There’s a clear hunger among the Democratic base for a dramatic change in foreign policy. Four in five Democratic voters disapprove of Israel, while more than 90 percent oppose the Iran war. So it’s no surprise that candidates who firmly denounce war and refuse money from AIPAC, the powerful pro-Israel lobbying organization, are attracting support partly on that basis. Graham Platner, an antiwar and anti-genocide oyster farmer, is the presumptive Democratic nominee in Maine’s Senate race. In Michigan’s Democratic primary for Senate, Abdul Al-Sayed, a staunch Israel critic, is running neck and neck with Haley Stevens, a pro-Israel congresswoman, and state Senator Mallory McMorrow, who eventually came around to rejecting AIPAC and accusing Israel of genocide.
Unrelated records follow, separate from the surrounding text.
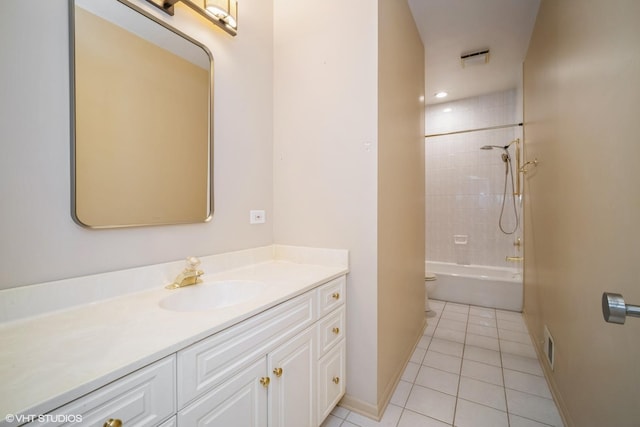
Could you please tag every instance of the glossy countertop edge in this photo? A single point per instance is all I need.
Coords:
(42, 368)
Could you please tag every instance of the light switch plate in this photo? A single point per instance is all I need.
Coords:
(257, 217)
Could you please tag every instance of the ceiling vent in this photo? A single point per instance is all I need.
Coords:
(475, 57)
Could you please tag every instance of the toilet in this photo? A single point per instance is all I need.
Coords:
(430, 285)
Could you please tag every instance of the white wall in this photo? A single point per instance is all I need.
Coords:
(39, 241)
(465, 185)
(325, 154)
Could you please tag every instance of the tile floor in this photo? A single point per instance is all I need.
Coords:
(474, 367)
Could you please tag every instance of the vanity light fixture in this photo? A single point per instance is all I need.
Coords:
(223, 13)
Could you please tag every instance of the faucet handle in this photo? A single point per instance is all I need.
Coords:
(192, 262)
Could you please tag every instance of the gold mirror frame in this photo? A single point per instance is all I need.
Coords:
(142, 139)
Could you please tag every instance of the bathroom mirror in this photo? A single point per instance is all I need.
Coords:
(142, 138)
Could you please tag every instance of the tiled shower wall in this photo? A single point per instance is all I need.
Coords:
(464, 185)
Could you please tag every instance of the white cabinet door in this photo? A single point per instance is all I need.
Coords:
(292, 396)
(240, 401)
(331, 380)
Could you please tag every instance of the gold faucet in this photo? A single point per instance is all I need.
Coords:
(189, 276)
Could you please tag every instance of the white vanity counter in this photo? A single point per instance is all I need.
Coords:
(51, 359)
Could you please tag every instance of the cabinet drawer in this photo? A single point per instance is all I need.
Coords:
(331, 295)
(331, 380)
(331, 330)
(142, 398)
(172, 422)
(208, 363)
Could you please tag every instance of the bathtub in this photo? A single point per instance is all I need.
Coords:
(485, 286)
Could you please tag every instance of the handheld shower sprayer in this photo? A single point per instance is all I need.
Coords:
(506, 158)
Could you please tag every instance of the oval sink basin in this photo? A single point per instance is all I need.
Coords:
(212, 295)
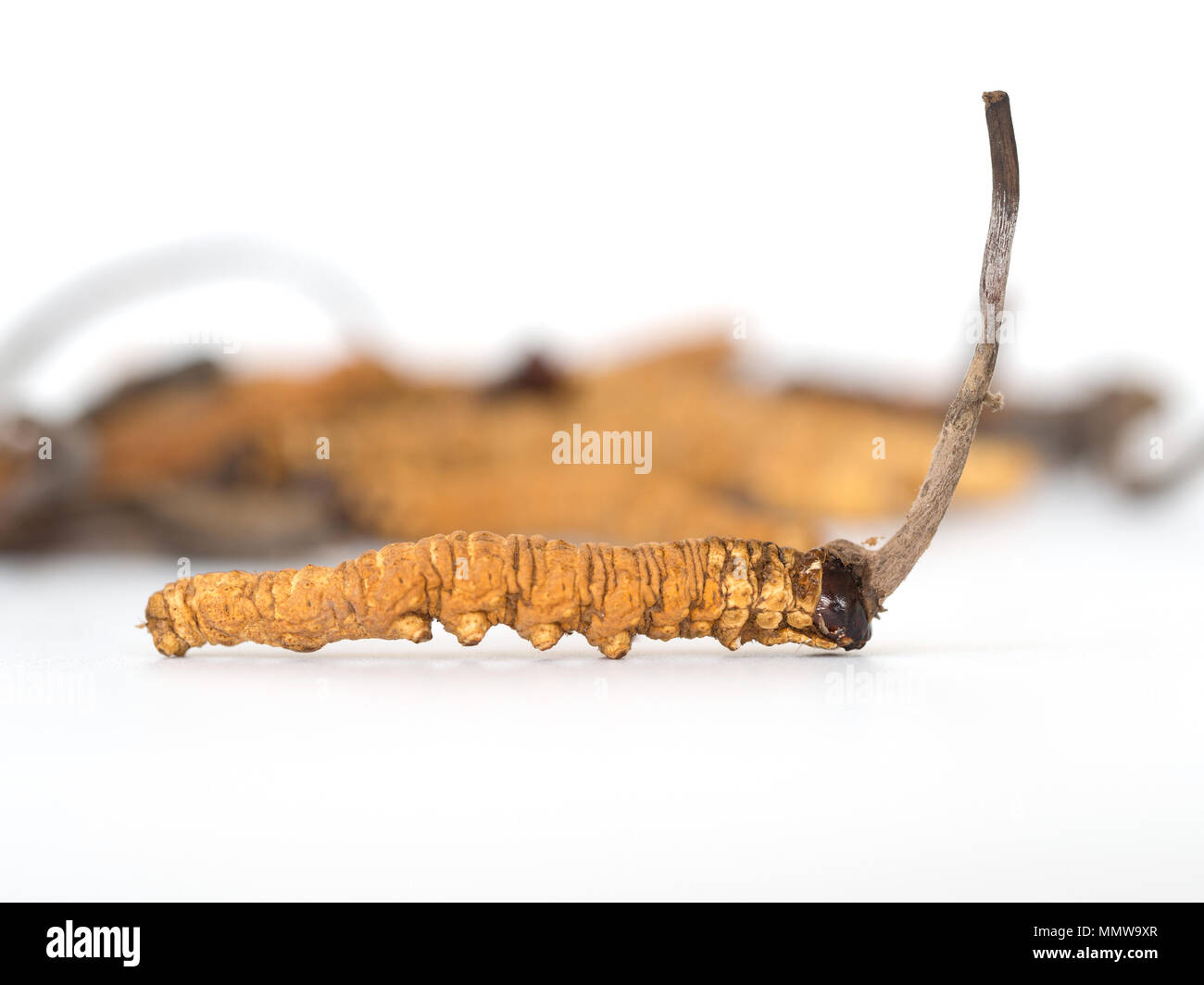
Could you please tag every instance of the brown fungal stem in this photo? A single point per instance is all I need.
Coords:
(884, 569)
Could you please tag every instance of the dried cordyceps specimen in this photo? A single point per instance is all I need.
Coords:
(733, 589)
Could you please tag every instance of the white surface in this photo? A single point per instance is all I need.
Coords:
(494, 172)
(1024, 724)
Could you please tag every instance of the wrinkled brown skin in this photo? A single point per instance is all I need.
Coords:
(734, 591)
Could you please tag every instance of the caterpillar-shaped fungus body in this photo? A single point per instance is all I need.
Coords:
(734, 591)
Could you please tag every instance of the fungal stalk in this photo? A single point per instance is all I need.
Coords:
(734, 591)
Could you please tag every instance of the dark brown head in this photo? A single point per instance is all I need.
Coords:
(841, 615)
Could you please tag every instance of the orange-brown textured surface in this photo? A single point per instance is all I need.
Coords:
(410, 456)
(734, 591)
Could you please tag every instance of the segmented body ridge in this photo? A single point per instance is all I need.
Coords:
(734, 591)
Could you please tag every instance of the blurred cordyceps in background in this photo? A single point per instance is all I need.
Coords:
(199, 460)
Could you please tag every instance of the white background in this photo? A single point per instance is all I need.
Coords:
(1024, 723)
But the party leadership has not been meeting the moment. In late February, as Trump made daily threats to bomb Iran, Democrats on the House Foreign Affairs Committee reportedly tried to delay a vote on a war powers resolution. “The preferred outcome of many AIPAC-aligned Senate Democrats, according to a senior foreign policy aide to Senate Democratic Leader Chuck Schumer, is that Trump acts unilaterally, weakening Iran while absorbing the domestic backlash ahead of the midterms,” reported Capital & Empire’s Aída Chávez, who cites sources saying that House Minority Leader Hakeem Jeffries was not whipping votes for the resolution. Four days after that article, Trump launched his war.
Schumer and Jeffries have since criticized it, of course, and backed efforts to pass a war powers resolution. They might call this “leading from behind,” but it looks more like belatedly jumping on the bandwagon. After all, both of them were supportive of Trump’s bombing of Iran last summer. Several weeks prior, Schumer even taunted Trump for not bombing Iran hastily enough.